Tied to the gloriously over-the-top 1980 sci-fi film, Bally’s Flash Gordon rocketed to become the manufacturer’s best-selling game of 1980, with around ten thousand tables flying out the door. Designed by Claude Fernandez with iconic artwork by Kevin O’Connor, it broke new ground for Bally as the company’s first split-level playfield and one of its earliest talking machines, debuting the “Squawk and Talk” sound board that gave it those memorable, larger-than-life voices.
The split-level layout keeps the action varied and the bonus-multiplier hunt central. Multipliers are scattered cleverly across the table — 2X and 3X at the lower-right drops, 4X up top, and a big 5X at the lower-left bank — so a methodical player learns the order to chase them. Completing the lower-left drops lights a spinner; do it twice and both spinners come alive, fueling the kind of point-stacking that makes the game sing.

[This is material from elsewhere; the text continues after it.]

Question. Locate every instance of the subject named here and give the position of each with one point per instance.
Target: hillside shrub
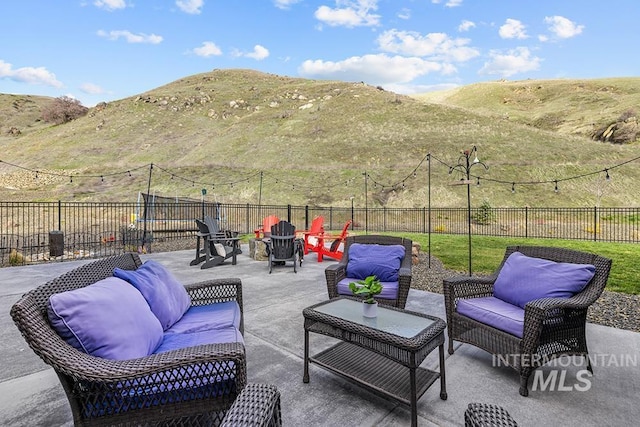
(484, 215)
(62, 110)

There’s real shot-making finesse on offer too, from backhanding the right ramp off the right flipper to even backhanding the bonus collect in the shooter lane on some machines.
Famous among die-hards for its challenging speed, its strobe-lit backbox, and O’Connor’s intricate, comic-book artwork, Flash Gordon endures as a high point of early-1980s Bally design. It’s a loud, fast, beautiful machine that captures all the pulpy heroics of its source — the kind of table that still draws a crowd whenever its voices start booming across the arcade.